Additionally Provan1 raises the issues of availability and cost. The requirement for red cells is increasing annually by 2-3% against a static,or even falling, number of donations. One solution suggested by both Provan1 and the NHS Executive3 is to increase the use of autologous transfusion (AT). The safest and most ecologically friendly method of AT is perioperative cell salvage (PCS), but, until the introduction of universal leucodepletion of allogeneic blood, the cost of this procedure was seen as a major hurdle. Now the salvage of as little as 1.5 units of red cells can be cost effective4. Williamson et al2 report that over half the cases reported involved the administration of the wrong unit of blood.

This problem is avoided by the use of PCS. However, in only a small percentage of the total number of cases requiring blood transfusion is it possible to use any form of AT. There will, therefore need to be a major increase in the use of AT in suitable cases to make any noticeable impact on the overall usage of blood in the UK. Recently the Autologous Transfusion Special Interest Group (ATSIG) of the British Blood Transfusion Society (BBTS) has conducted a confidential survey of the provision of autologous transfusion in England and Wales.
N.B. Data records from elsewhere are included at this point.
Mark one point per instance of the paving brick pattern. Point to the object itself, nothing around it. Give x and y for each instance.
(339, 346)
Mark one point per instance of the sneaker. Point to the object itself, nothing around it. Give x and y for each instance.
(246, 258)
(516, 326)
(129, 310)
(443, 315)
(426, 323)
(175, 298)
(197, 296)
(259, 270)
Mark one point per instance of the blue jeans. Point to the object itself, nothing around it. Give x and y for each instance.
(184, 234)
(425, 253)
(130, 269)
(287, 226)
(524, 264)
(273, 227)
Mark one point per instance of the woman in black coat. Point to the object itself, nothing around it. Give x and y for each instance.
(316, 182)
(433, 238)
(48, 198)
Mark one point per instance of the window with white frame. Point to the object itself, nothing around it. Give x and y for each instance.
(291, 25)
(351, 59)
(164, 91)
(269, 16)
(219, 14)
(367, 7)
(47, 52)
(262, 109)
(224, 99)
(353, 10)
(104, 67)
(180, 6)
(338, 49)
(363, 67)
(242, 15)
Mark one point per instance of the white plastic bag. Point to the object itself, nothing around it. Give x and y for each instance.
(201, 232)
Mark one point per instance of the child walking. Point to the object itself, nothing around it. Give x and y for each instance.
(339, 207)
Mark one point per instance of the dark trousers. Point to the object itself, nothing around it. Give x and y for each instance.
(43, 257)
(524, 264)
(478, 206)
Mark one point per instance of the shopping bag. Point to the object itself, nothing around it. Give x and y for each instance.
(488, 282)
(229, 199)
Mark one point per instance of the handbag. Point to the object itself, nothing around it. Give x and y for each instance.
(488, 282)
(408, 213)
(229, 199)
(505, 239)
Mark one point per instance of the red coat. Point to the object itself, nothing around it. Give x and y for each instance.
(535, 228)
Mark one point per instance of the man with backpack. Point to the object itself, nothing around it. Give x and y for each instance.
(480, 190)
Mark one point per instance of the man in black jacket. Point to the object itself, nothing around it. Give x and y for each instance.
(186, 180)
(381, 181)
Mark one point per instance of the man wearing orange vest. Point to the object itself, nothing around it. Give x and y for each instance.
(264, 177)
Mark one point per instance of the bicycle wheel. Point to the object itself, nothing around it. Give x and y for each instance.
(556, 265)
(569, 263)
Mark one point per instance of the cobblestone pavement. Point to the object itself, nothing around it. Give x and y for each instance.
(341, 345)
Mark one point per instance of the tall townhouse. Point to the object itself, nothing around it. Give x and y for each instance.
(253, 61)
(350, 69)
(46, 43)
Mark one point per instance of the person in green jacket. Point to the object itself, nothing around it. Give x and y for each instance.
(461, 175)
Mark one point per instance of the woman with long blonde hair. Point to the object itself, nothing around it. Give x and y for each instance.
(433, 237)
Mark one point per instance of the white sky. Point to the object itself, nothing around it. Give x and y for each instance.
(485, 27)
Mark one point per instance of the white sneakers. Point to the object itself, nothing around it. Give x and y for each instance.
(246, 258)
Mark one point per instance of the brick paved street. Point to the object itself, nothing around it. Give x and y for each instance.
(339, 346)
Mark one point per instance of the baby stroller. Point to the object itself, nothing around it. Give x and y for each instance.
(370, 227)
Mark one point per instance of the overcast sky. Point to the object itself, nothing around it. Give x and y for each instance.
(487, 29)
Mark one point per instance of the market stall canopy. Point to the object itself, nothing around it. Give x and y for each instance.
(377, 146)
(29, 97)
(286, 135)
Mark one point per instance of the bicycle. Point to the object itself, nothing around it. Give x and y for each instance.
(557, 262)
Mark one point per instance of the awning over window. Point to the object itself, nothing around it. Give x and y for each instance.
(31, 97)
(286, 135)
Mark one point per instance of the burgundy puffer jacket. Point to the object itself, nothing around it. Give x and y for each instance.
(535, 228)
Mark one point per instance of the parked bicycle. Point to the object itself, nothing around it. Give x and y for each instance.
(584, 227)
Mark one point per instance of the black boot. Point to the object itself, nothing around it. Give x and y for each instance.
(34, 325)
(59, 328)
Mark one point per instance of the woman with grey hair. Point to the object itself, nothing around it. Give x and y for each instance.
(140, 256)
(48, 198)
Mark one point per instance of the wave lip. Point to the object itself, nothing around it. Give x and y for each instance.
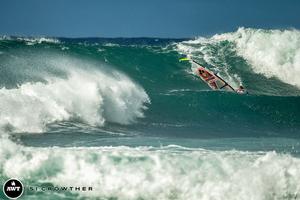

This survey revealed that, contrary to the suggestions of best practice by Provan1 and Williamson2, the level of training is patchy and that there is little standardisation of techniques. As a consequence, and in an effort to overcome this problem, the Council of the BBTS has invited ATSIG to set up a series of Regional Autologous Transfusion Training Sessions. A pilot session has been successfully completed and details of future sessions can be obtained from either the Mrs Alison Wilkins administrator, BBTS,Plymouth Grove, MANCHESTER M13 9LL, or from the author.

Michael JG Thomas
Colonel (Retd) MA, MB, BChir, FRCP Edin, LMSSA, DTM&H

References:

1. Provan D. Better Blood Transfusion. BMJ. 1999;318:1435-6.

2. Williamson LM, Lowe S, Love EM, et al. Serious hazards of transfusion (SHOT) initiative: analysis of the first two annual reports. BMJ. 1999;319:16-9.

3. NHS Executive. Better Blood Transfusion. Leeds: NHS Executive, 1998 (HSC 1998/224).

4. Desmond M, Gillon J, Thomas MJG. Perioperative Red Cell Salvage. Transfusion Medicine. In Press.